Dalam situasi seperti inilah tradisi kritik dalam Islam perlu dihidupkan kembalia untuk memberikan penyegaran tyerhadap pemahaman keislaman yang selama ini telah mengalami pembekuan dan pembakuan bahkan pensucian terhadap warisan intelektual klasik. Kehadiran Muhammad Arkoun, Hasan Hanafi, Abed al-Jabiri dan tokoh Islam kritis lainnya telah memberikan perspektif baru dalam melihat tradisi keislaman.

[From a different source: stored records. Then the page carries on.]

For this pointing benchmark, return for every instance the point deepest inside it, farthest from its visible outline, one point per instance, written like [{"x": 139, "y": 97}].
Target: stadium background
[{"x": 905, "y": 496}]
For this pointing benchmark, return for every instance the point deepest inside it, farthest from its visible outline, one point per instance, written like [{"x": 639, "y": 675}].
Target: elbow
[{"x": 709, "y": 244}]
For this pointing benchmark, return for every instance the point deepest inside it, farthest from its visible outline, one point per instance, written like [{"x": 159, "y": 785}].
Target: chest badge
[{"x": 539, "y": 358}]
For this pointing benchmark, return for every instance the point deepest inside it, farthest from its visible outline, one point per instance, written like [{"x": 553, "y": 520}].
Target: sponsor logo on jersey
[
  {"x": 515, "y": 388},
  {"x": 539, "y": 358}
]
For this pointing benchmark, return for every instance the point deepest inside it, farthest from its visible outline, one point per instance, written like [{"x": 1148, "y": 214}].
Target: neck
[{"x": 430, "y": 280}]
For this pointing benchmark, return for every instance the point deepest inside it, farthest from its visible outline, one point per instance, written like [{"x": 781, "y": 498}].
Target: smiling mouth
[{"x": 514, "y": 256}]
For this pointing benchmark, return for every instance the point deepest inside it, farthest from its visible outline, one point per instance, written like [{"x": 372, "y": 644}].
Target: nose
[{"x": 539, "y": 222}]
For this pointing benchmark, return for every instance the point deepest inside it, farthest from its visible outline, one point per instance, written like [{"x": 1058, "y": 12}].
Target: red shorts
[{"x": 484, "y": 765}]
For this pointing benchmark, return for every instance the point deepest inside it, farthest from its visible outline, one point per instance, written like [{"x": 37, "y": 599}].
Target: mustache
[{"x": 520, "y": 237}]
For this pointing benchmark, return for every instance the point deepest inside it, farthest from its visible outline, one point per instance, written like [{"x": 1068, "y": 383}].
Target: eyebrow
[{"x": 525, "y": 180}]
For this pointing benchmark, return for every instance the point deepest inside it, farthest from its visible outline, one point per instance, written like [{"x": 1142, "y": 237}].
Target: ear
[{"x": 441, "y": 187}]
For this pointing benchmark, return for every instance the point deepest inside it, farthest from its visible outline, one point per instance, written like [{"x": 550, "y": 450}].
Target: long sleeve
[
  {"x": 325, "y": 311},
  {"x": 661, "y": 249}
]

Kritik Nalar untuk Penyegaran
 Kritik nalar dalam istilah filsafat adalah kritik epistimologi, yaitu terhadap metodologi yang melahirkan dan menyusun struktur ilmu. Munculnya kritik nalar merupakan respon terhadap kebekuan study Islam dan ketidakpuasan terhadap metodologi kajian Islam yang berkembang selama ini. Kritik nalar dalam konteks ini ditujukan pada seluruh bangunan keilmuan Islam yang dilihat sebagai produk sejarah pemikiran keagamaan biasa yang memiliki dimensi relativisme. Analisis epistimologis dengan mengedepankan kritik harus diterapkan pada teks suci maupun profan, historis ataupun filosofis, teologis maupun yuridis, terlepas dari status kognitifnya dalam sebuah tradisi keyakinan, pemikiran dan pemahaman. Muara dari proyek kritik nalar adalah memecahkan postulat keagamaan yang selama ini berada dalam wilayah “tak terpikirkan” yang kemudian menjadi “tidak dapat dipikirkan”.
Dalam konteks kritik nalar, Islam dan sekian tradisi keilmuan yang dmilikinya diposisikan sebagai obyek studi yang mengedepankan rasionalitas dan obyektivitas dalam mengkaji Islam. Untuk memperoleh pandangan yang obyektif mengenai sebuah kajian ilmiah, sikap menjaga jarak antara subyek dan obyek yang diteliti menjadi keniscayaan. Hal ini diperlukan untuk menjaga kejernihan atas materi kajian sebagaimana adanya, tanpa ada pengaruh dari emosi maupun kepentingan dari pihak luar.
Dari sinilah al-Jabiri hadir menawarkan 3 jenis pendekatan yang memungkinkan tumbuhnya tingkat obyetivisme dalam kajian tradisi. Pertama, metode strukturalis yang mengkaji tradisi melalui metode yang berangkat dari teks-teks yang dilihat sebagaimana adanya dan meletakknnya sebagai sebuah korpus terbuka, satu kesatuan sistem. Hal penting yang harus dilakukan adalah melokalisir pemikiran produsen teks (penulis, sekte dan lain-lain) pada satu fokus.
Kedua, analisis sejarah. Pendekatan ini berupaya untuk menghubungkan pemikiran pemilik teks dengan lingkup sejarahnya, ruang lingkup budaya politik dan lain sebagainya. Hal ini penting dilakukan karena 2 hal, yaitu keharusan memahami historisitas dan genealogi pemikiran sekaligus untuk mengetahui apa yang terungkap dalam teks (said), apa saja yang tidak terkatakan (non said), apa saja yang dikatakan namun tidak pernah terungkap (never said).
Ketiga, ktitik ideologi. Pendekatan ini dimaksud untuk mengungkap misi ideologis, termasuk fungsi sosial-politik yang dikandung dalam sebuah teks. Tiga pendekatan tersebut saling terkait satu sama lainnya dan berguna untuk merekonstruksi tradisi dalam bentuk baru dan pola hubungan yang baru serta menjadikannya lebih kontekstual dalam pemahaman yang rasional.